Amazon Liveは、Prime VideoとAmazon Freeveeで、「番組を見ながら買い物ができる」技術を搭載した新しいインタラクティブなショップチャンネル「FAST Channel」の立ち上げを発表した。視聴者は番組を見ながら登場する商品をモバイル端末で購入ができるようになる。

Amazon Live の「FAST Channel」は、無料視聴できる、広告付きのライブショッピング可能チャネルで、 Amazon独自の「shop the show 」テクノロジーがこの購入プロセスを可能している。例えばiPadやモバイルデバイスでライブストリームされたシリーズを視聴しているときに、俳優が着用している衣服やジュエリーを購入したい場合、画面をタッチして製品ページに遷移し購入を完了することができる。

ストリーミングコンテンツを活用して販売を促すのは、Amazonだけではない。Walmartは、すでに昨年末、初のショップ可能なシリーズを立ち上げるために、TikTokとRokuと提携することを発表している。この提携から、初のショッピング可能なシリーズ「Add to Heart」を立ち上げた。

グリーティングカードのHallmarkは多くのクリスマス映画を制作して配信しているが、「Add to Heart」は、典型的なHallmarkのホリデー映画の形式を借りており、クリスマス頃に育った町に戻ってきたキャリアウーマンが恋を見つけるというストーリーだそうだ。個人的には確実に見ない種類の番組だが、Hallmarkが長年成功しているということは、市場が確実にあるということだろう。視聴者は、「Add to Heart」を見ながら画面上で見た商品を購入することができる。

また、11月には、NBCUniversalのPeacockとの新たなパートナーシップにより、ショップ機能付きのテレビ番組を拡大することも発表した。これにより、「Below Deck Mediterranean」というスーパーヨットのクルーを描いたリアリティ番組の視聴者は、「ショップ可能なエピソード」中に登場する商品を購入できるようになった。「Below Deck Mediterranean」は、8シーズンも続いている人気シリーズだから視聴者も相当多いだろう。

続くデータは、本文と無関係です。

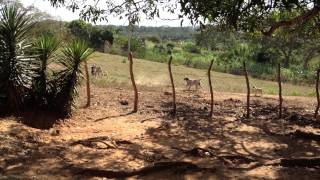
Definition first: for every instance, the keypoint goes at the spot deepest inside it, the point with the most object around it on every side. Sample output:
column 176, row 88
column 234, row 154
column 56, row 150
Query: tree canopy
column 262, row 15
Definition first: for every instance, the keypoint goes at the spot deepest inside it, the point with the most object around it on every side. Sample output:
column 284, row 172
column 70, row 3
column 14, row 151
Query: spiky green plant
column 45, row 47
column 73, row 57
column 17, row 68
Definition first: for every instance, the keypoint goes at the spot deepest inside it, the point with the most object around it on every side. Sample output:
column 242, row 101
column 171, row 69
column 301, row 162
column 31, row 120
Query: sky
column 67, row 15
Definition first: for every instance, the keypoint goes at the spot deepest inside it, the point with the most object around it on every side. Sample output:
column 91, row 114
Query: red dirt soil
column 106, row 140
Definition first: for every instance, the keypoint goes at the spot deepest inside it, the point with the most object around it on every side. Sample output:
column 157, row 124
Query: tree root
column 305, row 135
column 157, row 167
column 107, row 142
column 301, row 162
column 311, row 162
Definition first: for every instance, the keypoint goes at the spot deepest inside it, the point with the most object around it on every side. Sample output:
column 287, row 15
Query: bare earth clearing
column 106, row 141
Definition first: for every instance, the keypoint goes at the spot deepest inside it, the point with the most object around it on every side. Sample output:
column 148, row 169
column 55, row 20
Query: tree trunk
column 173, row 88
column 210, row 86
column 317, row 92
column 248, row 89
column 135, row 105
column 87, row 84
column 280, row 91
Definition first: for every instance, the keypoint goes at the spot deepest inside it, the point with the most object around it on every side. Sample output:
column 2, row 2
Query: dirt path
column 107, row 140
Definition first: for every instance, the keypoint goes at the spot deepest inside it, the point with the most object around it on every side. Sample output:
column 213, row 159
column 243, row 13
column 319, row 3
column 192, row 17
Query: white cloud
column 67, row 15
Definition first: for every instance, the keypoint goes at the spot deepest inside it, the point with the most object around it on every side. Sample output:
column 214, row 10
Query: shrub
column 191, row 48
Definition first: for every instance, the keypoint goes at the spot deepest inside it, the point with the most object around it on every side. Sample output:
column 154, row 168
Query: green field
column 152, row 74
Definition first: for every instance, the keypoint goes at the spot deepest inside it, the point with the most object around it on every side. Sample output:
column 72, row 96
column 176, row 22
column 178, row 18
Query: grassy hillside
column 156, row 74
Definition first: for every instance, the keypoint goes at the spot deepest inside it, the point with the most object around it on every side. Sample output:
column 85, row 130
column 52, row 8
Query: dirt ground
column 106, row 141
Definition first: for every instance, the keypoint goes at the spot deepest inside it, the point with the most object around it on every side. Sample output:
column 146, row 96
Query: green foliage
column 44, row 47
column 154, row 39
column 79, row 29
column 17, row 68
column 137, row 45
column 96, row 35
column 191, row 48
column 73, row 55
column 99, row 36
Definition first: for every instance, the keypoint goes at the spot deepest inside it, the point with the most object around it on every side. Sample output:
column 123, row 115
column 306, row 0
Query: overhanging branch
column 297, row 20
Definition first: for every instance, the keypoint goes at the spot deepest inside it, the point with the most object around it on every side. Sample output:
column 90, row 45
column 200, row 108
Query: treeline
column 28, row 83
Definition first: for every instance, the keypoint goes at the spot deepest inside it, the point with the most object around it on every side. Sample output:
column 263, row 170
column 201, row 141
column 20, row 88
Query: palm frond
column 18, row 68
column 73, row 55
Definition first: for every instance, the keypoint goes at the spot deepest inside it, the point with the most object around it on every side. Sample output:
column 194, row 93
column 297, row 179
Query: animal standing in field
column 257, row 91
column 192, row 82
column 96, row 70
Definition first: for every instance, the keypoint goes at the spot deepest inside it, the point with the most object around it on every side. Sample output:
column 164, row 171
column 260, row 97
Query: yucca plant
column 73, row 57
column 242, row 53
column 45, row 48
column 17, row 68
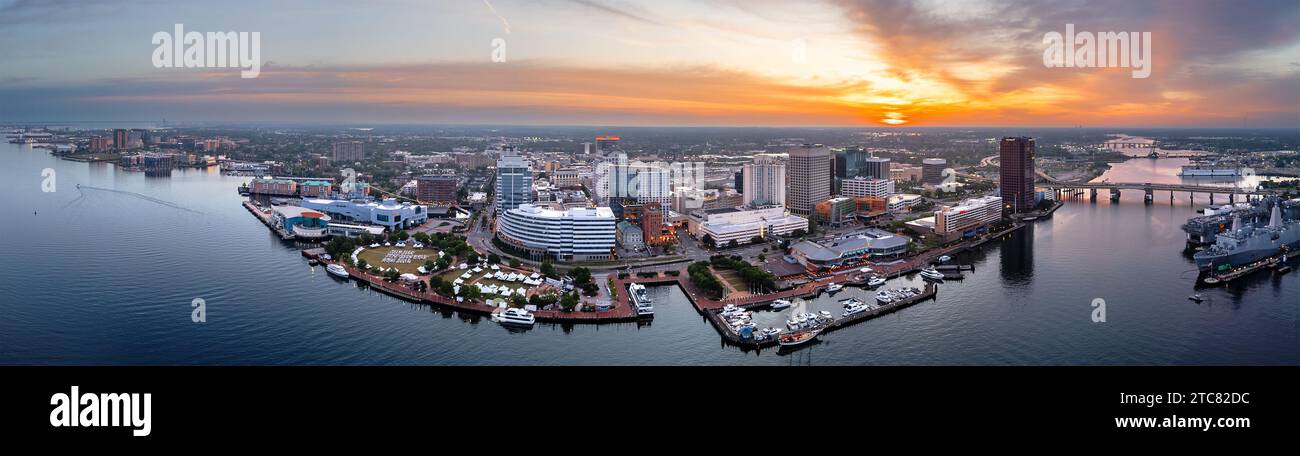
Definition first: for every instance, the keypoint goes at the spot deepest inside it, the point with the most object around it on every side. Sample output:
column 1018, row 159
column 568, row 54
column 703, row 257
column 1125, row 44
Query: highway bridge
column 1073, row 189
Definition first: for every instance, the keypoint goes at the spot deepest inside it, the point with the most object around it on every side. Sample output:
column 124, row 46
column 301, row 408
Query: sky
column 663, row 63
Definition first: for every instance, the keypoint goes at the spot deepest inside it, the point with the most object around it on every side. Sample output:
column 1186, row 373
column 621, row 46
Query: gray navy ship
column 1247, row 243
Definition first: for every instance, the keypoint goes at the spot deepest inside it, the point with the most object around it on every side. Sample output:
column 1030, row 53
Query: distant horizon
column 663, row 64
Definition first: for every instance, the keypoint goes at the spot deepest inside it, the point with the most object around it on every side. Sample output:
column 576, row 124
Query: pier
column 267, row 220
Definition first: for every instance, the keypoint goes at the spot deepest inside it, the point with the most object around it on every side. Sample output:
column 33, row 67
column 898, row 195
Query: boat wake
column 151, row 199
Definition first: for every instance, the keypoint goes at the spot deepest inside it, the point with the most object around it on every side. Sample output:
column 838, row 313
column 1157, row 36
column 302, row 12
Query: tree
column 581, row 276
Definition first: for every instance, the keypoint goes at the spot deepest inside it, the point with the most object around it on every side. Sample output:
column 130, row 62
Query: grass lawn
column 375, row 257
column 733, row 279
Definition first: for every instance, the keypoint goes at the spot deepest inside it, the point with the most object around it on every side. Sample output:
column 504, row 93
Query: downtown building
column 580, row 234
column 347, row 151
column 437, row 189
column 807, row 177
column 741, row 225
column 514, row 182
column 763, row 182
column 932, row 172
column 1015, row 178
column 967, row 217
column 865, row 186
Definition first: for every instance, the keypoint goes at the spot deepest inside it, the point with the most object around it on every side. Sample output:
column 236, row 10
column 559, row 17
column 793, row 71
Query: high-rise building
column 580, row 234
column 349, row 151
column 1017, row 173
column 651, row 224
column 514, row 182
column 849, row 163
column 654, row 186
column 865, row 186
column 120, row 138
column 807, row 177
column 875, row 168
column 437, row 189
column 763, row 182
column 606, row 144
column 932, row 172
column 99, row 144
column 967, row 215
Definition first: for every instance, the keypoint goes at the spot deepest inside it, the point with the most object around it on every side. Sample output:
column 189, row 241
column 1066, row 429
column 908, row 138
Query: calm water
column 96, row 277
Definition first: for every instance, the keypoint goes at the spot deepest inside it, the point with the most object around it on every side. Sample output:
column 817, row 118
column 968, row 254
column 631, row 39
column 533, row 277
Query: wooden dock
column 736, row 339
column 268, row 221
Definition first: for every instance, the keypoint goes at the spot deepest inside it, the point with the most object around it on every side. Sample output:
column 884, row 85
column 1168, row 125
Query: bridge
column 1067, row 189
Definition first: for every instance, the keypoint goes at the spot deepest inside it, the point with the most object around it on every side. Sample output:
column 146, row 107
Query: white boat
column 514, row 316
column 337, row 270
column 931, row 273
column 797, row 337
column 854, row 309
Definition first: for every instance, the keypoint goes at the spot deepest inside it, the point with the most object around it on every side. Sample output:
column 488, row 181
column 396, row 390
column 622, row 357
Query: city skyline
column 675, row 64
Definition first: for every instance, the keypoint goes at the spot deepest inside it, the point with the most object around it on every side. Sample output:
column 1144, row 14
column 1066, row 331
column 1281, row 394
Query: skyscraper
column 120, row 137
column 807, row 177
column 347, row 151
column 932, row 172
column 514, row 182
column 1017, row 173
column 763, row 182
column 875, row 168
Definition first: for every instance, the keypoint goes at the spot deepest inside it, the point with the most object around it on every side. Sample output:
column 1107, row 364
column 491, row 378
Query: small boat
column 338, row 270
column 931, row 273
column 514, row 316
column 854, row 309
column 797, row 337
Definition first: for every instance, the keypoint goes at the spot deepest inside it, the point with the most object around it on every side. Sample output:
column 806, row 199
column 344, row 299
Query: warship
column 1203, row 230
column 1247, row 243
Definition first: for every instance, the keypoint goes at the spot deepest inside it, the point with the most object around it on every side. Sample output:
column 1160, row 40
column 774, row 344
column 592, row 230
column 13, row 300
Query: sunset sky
column 742, row 63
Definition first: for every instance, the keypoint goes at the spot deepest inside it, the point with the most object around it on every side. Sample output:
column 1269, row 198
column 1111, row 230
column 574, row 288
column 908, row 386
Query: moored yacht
column 514, row 316
column 337, row 270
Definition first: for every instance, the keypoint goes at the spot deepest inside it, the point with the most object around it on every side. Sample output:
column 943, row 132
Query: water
column 98, row 277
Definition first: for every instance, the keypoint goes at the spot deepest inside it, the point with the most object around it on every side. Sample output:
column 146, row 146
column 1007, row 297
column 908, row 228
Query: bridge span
column 1074, row 189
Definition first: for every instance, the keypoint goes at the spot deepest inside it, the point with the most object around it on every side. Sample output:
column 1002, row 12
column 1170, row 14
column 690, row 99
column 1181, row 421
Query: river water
column 108, row 277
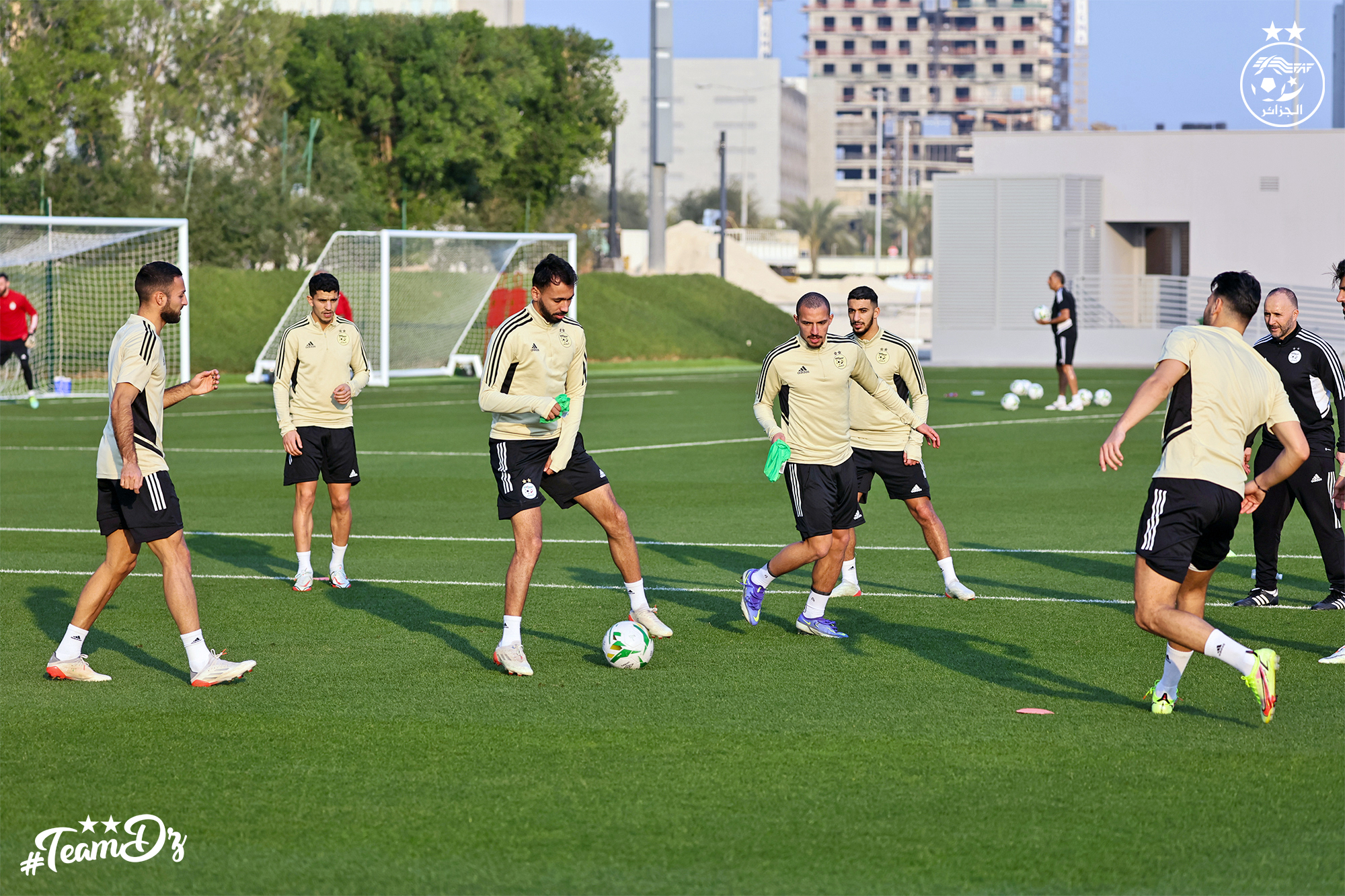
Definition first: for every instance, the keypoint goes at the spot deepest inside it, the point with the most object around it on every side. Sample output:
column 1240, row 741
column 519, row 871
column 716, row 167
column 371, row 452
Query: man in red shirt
column 15, row 331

このように、ショッピングとエンターテインメントの境界線が曖昧になりつつある。PYMNTS Intelligenceの調査によると、アメリカの消費者の3分の1がオンラインショッピングに興味を示しており、コネクテッドデバイスを所有する95%の消費者のうち、77%以上が過去1ヶ月以内にレジャー活動中にそれらのデバイスを使用し、そのうちの3分の1が買い物に利用していることが分かっている。エンターテイメントコンテンツを楽しみながら買い物が直接できるようになると、この数字が変わってゆくだろう。

ショッピングとエンターテインメントが融合するこの新しいトレンドにおいて、AmazonとWalmartの動向は、新しい時代に入ったと感じさせる。両社の戦略的なパートナーシップは消費者のエンターテイメント行動とオンラインの買い物体験を変えてゆくだろう。

両社の市場シェアは、2023年第4四半期の時点でAmazonは消費者支出の4.4%を、Walmartは3%を占めていると推定されている。どちらも小売業の巨人である。この2社が買い物できるコンテンツに取り組むことで、エンターテイメントと小売の境界を曖昧にし、消費者がどのようにして製品を発見し購入するかに革命をもたらす可能性がある。